Mamdani Drops Latest Spending Program for ‘Affordable Homes’
New York City Democratic Mayor Zohran Mamdani announced a new “Block by Block” affordable housing plan aimed at addressing the city’s housing crisis. The initiative proposes investing $22 billion over the next five years to build 200,000 affordable homes and preserve another 200,000, backed by targets described as among the most enterprising in the city’s modern history.
Mamdani also said he would pursue a “Construction Justice Act” to require city-financed housing projects to meet a $40 minimum wage and benefits benchmark.The plan further includes a tougher approach toward landlords-calling for aggressive legal action against chronically neglected buildings and shifting ownership of such properties to community control.
Reactions were mixed: Steve Fulop of Partnership for New York city criticized the plan, warning that heavy regulation could deter developers and investment. Republican Rep. Nicole Malliotakis argued the city already struggles to maintain existing housing,citing issues in public housing and opposing what she characterized as burdensome regulations on homeowners and landlords.
New York City Democratic Mayor Zohran Mamdani released a new affordable housing plan, vowing to spend $22 billion on his latest social program.
The “Block by Block” initiative released on Tuesday was described by Mamdani’s office as “a sweeping blueprint to tackle New York City’s deepening housing crisis with the urgency and scale the moment demands.”
It would fund the construction of 200,000 “affordable homes” alongside the preservation of 200,000 others, relying on “a historic $22 billion capital investment in housing over the next five years.”
Mamdani also wants to implement a “Construction Justice Act” to guarantee a $40 minimum wage and benefit benchmark for city-financed housing projects.
Socialist mayor Mamdani just put NYC landlords on notice as he calls for taking “aggressive legal action” against landlords and transferring ownership of chronically neglected buildings to “the community.”
His pitch: crack down on bad owners and remake who controls housing in… pic.twitter.com/wNHxZIgrln
— Fox News (@FoxNews) May 26, 2026
“At a moment when working people are being pushed out of the city they built, New York cannot afford half-measures or delays,” Mamdani said in the release.
“This plan meets the housing crisis with the urgency it demands. We are setting the most ambitious housing production and preservation targets in the city’s modern history — and backing them up with investments to match — while also protecting tenants and homeowners, investing in public housing and ensuring the workers building that housing have good-paying, safe jobs.”

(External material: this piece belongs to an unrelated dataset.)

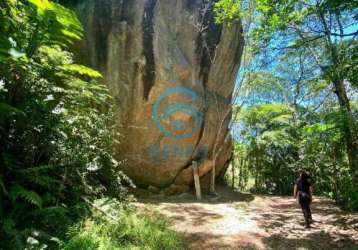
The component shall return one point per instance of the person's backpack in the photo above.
(304, 197)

Partnership for New York City President Steve Fulop reacted negatively toward the plan, which comes as the latest of several social programs introduced by Mamdani, a self-described democratic socialist, during his five months in office.
“Developers, the private investors, the people with capital, that they’re better off in other cities than the ones with huge amounts of regulation. And you’ve seen it. You’ve seen that all across the country,” Fulop said in an interview with Fox Business.
“New York City has a big housing shortage. It has a big opportunity to grow as well. But you got to be careful with regulation and government overreach,” he continued.
We don’t need to choose between protecting tenants and building more housing. Between fighting for NYCHA residents and homeowners. Between leading with the values that got us here and addressing the housing crisis.
Block by block, we can do it all. pic.twitter.com/uuhImxLN1j
— Mayor Zohran Kwame Mamdani (@NYCMayor) May 28, 2026
Rep. Nicole Malliotakis, a Republican from New York, meanwhile told Fox Business that New York City has struggled to maintain its existing housing inventory.
“New York City is actually the biggest slumlord in the city of New York,” she said.
“We have 350,000 people living in New York City housing authority projects… When you look at these facilities, there’s mold… leaks… rodents… roaches, there are all sorts of problems, not to mention real serious dangerous crime issues as well,” the lawmaker added.
“If he wants to encourage investment, he has to stop with these crazy regulations that make it impossible to be a homeowner or landlord or a property manager in this city.”